FATİHA SURESİNİN TEFSİRİ (DERLEME)

FATİHA SURESİNİN TEFSİRİ (DERLEME)

 

Bismillahirrahmanirrahim.

Alemlerin Rabbi olan, Rabliğini insana gönderdiği vahiyle ispat eden, şefkat ve merhametinin bir ifadesi olarak insanı terbiye eden Allah’a hamdolsun.

Onun gönderdiği vahyi, ondan aldığı gibi hiç bozmadan değiştirmeden, eklemeden, çıkartmadan aynen olduğu gibi insanlığa ileten, o vahyin başöğretmeni olan, o vahyi tebliğ ve beyan eden sevgili peygamberimize salât olsun.

Onun getirdiği vahyi yaşamaya çalışan, hayatın düsturu olarak o vahyi bir hayat nizamına dönüştüren siz değerli Müminlere selâm olsun. Bereket olsun, hidayet olsun.

 

1. “Rahmân ve Rahîm olan Allah’ın adıyla”

Fâtiha sûresinin birinci âyeti besmeledir. Âlimlerimizin ekseri­ye­tinin görüşü budur. Kur’an-ı Kerim’de 114 yerde besmele vardır. Bunlardan 113 tanesi sûre başlarında, bir tanesi de Neml sûresinde, sûre ortasındadır.

“Süleyman’dan bana Rahmân ve Rahîm olan Al­lah’ın adıyla bir mektup bırakıldı.” (Neml 30)

Kur’an ı bir siteye benzetirseniz, muhteşem bir siteye bu sitenin kapısı, portalı fatiha diyebiliriz. Sitelerin, evlerin, konakların, sarayların kapısı insanın yüzüne benzer. İnsanın tüm tavırlarını, insanın korkusunu hüznünü, acısını, elemini yüzünden okuyabilirsiniz. İşte aynen öyle bir konağın, bir sarayın, bir sitenin içinin nasıl olduğunu kapısından anlayabilirsiniz.
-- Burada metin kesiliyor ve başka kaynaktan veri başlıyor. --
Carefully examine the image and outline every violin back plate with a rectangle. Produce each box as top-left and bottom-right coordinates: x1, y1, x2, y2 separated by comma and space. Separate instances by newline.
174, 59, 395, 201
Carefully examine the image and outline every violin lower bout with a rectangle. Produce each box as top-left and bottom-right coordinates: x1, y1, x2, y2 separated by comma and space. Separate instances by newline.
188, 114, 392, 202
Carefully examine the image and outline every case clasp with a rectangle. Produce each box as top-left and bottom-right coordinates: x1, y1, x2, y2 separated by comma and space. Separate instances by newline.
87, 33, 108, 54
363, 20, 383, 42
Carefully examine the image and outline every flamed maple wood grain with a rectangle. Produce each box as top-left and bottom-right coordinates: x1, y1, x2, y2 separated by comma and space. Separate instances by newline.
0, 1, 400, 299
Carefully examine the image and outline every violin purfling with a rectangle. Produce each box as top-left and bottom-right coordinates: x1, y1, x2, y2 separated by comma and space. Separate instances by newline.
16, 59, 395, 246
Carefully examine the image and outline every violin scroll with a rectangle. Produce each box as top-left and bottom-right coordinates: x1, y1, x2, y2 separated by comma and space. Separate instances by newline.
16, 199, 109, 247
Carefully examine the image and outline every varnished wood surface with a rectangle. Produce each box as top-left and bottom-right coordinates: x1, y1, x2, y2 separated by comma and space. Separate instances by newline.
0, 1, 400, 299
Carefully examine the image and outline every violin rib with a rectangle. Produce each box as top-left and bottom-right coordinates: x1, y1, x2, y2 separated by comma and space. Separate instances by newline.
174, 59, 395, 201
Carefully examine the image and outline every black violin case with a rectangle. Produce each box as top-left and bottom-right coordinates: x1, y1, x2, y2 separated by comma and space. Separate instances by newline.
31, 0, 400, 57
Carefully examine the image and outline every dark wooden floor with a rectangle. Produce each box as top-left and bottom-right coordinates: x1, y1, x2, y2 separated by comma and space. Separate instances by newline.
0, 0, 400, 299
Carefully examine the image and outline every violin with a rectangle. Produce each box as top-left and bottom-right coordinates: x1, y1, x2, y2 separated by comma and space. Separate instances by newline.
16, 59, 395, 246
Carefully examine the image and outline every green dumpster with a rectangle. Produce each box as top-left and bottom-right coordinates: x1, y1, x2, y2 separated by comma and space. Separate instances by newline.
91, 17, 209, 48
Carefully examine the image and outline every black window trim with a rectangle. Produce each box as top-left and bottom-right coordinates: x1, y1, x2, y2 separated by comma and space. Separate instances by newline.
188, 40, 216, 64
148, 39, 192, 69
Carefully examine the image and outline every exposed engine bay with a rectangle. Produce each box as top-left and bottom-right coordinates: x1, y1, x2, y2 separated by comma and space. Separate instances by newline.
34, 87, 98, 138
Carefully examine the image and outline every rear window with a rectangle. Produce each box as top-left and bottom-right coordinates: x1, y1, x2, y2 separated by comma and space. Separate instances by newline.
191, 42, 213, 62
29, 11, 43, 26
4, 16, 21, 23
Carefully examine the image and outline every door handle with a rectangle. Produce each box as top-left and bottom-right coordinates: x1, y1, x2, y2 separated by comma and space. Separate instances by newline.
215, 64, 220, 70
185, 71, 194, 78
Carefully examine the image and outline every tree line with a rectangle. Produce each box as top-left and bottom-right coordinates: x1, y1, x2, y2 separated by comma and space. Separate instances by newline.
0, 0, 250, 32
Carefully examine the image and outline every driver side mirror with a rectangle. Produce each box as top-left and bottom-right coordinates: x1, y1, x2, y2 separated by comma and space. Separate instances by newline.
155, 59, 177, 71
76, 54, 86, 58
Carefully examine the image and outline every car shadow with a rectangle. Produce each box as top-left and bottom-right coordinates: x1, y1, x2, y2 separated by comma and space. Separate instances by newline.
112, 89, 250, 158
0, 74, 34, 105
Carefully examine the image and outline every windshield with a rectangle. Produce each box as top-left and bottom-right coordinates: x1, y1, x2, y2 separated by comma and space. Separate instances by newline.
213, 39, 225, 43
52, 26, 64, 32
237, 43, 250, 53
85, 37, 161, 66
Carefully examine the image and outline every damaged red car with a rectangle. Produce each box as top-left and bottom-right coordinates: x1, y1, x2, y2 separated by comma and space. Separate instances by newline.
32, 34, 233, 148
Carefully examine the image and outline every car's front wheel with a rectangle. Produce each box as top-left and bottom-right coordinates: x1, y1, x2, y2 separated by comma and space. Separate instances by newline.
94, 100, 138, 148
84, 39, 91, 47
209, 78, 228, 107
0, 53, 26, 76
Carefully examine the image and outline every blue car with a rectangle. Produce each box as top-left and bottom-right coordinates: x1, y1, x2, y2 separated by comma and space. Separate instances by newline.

Onun için Kur’an ın da tüm özelliklerini, fatihaya bakarak anlayabilirsiniz.

Fatiha eğer Kur’an sitesinin kapısı ise, bu kapının anahtarı da Besmeledir.

Besmele hayatı Allah’a bağlayan bir köprüdür. Besmele eşyayı kutsala bağlayan bir bağdır. Besmele Yüreği rabbine bağlayan bir kablodur. Besmele; Dünyayı ukbaya bağlayan, geçiciliği kalıcılığa bağlayan, eşyayı yaratana bağlayan, mahluku Halık’a bağlayan muazzam bir bağ.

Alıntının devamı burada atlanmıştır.